WW2 era American guided bomb

The Pelican, also known as Bomb Mark 55 and, in one version, SWOD Mark 7, was a guided bomb developed by the United States Navy during World War II. Guided by semi-active radar homing, Pelican was produced in 1000 lb and 1500 lb sizes; the program reached the stage of live trials before being cancelled.

==Design and development==
The project that led to the development of Pelican was initiated by the National Defense Research Committee in 1942. Two main guided-bomb programs were established for use by the U.S. Navy's Bureau of Ordnance; one led to the active radar-guided Bat, which saw operational service near the end of the war, while the other was for a bomb controlled by a semi-active radar seeker, which was designated Bomb Mark 55 and named Pelican.

Two versions of Pelican were developed; one used a 1000 lb bomb as its basis, named Pelican Mark II, while the other used a 1500 lb bomb and was referred to as Pelican Mark III. Both had a high-mounted wing, with a twin-fin empennage providing stabilization and control. The semi-active radar seeker head was designed for use with the AN/APS-2 radar carried in the Lockheed PV-1 Ventura; the PV-1 could carry two Pelican Mark IIs or a single Pelican Mark III. While Pelican required its launching aircraft to continue illuminating its target with its onboard radar following launch, compared to the Bat which carried its own radar set, Pelican could be released at a greater range.

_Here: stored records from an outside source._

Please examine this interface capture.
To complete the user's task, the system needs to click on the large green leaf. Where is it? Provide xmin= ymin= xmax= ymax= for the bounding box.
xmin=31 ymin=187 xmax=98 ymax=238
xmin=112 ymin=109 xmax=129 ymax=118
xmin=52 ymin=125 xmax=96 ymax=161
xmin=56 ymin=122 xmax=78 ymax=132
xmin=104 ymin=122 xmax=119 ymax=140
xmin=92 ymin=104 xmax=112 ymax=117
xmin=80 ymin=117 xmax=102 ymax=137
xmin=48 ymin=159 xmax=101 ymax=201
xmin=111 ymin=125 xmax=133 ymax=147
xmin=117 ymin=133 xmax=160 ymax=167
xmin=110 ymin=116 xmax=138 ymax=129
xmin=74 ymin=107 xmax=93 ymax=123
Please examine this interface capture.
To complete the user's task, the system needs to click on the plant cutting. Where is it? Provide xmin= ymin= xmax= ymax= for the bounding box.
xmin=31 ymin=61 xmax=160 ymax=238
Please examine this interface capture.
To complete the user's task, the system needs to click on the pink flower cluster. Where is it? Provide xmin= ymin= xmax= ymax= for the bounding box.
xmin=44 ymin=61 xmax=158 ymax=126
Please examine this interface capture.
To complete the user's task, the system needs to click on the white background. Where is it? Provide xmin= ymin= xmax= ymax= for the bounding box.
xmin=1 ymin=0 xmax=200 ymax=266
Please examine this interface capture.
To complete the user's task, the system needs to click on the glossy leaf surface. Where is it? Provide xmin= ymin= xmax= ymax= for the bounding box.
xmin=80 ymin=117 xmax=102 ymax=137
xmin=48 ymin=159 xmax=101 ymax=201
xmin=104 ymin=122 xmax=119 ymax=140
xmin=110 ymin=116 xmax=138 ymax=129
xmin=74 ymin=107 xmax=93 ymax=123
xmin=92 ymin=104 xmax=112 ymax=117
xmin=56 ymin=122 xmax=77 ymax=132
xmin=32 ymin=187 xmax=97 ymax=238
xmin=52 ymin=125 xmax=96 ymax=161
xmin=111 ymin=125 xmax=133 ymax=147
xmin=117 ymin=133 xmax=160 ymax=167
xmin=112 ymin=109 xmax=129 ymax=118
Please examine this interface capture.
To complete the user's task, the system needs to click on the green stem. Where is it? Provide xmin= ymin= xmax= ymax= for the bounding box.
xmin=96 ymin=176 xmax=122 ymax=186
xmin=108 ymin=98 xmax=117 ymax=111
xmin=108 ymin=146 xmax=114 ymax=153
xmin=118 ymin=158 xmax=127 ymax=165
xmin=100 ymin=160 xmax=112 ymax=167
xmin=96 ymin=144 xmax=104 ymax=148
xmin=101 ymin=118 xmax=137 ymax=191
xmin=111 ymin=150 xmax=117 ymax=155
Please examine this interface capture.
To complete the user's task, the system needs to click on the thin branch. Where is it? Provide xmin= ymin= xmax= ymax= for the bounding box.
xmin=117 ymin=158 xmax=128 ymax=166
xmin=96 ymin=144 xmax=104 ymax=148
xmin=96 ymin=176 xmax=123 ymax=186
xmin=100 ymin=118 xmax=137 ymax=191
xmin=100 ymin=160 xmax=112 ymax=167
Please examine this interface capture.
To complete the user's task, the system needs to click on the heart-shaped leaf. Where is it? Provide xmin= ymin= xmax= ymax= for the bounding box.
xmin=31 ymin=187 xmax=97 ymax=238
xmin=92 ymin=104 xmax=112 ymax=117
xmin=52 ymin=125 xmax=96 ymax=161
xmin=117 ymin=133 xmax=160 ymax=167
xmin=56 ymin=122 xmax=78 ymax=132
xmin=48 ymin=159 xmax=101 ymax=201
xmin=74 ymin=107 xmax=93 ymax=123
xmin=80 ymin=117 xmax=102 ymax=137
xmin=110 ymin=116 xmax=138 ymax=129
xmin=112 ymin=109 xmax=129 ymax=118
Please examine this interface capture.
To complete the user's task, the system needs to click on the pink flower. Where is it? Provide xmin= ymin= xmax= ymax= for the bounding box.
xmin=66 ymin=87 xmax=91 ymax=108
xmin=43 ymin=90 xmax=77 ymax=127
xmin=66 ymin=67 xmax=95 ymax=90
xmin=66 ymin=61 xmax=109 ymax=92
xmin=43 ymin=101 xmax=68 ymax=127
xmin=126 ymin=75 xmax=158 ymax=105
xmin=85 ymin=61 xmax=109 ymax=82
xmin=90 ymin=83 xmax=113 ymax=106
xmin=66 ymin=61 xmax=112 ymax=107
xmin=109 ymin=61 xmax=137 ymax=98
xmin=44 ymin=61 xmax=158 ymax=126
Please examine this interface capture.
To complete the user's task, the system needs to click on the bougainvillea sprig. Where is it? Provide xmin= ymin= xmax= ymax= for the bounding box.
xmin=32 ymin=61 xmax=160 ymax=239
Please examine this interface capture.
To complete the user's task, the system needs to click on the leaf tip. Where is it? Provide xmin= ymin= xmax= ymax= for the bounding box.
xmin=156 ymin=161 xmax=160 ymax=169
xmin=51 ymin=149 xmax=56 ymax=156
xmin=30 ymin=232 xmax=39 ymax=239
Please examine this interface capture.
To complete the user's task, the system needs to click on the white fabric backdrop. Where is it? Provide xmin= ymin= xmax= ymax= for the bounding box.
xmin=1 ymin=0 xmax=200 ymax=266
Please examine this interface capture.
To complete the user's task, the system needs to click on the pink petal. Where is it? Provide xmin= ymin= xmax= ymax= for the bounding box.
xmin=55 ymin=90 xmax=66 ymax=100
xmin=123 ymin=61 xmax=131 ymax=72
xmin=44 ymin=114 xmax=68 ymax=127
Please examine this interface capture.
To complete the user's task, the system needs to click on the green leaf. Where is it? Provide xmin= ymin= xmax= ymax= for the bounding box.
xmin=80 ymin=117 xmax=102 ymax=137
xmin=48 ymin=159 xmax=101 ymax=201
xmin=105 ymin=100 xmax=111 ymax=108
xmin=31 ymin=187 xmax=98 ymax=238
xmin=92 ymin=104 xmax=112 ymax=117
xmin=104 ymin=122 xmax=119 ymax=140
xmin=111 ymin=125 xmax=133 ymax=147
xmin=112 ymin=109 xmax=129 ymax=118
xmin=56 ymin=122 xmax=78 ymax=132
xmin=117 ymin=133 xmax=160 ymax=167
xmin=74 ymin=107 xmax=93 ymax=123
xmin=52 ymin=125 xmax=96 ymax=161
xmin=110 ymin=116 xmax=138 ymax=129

The Pelican Mark III received the designation SWOD (Special Weapons Ordnance Device) Mark 7 late in its development.

==Operational history==
Initial tests of Pelican were conducted in December 1942, and trials continued through 1943; these established that the radar-homing Pelican was significantly more accurate than bombs using television guidance. However the weight of the Pelican meant that the range of the PV-1 was inadequate for service in the Pacific Theatre, and the number of Venturas that could be converted was limited by operational needs; as a result, despite successful tests, including one on 9 September 1944 that saw two of four Pelicans launched hit the target hulk , the program was cancelled on 18 September 1944 by Admiral Ernest King. The resources devoted to the project were redirected to accelerated development of its successor, the U.S. Navy-deployed Bat.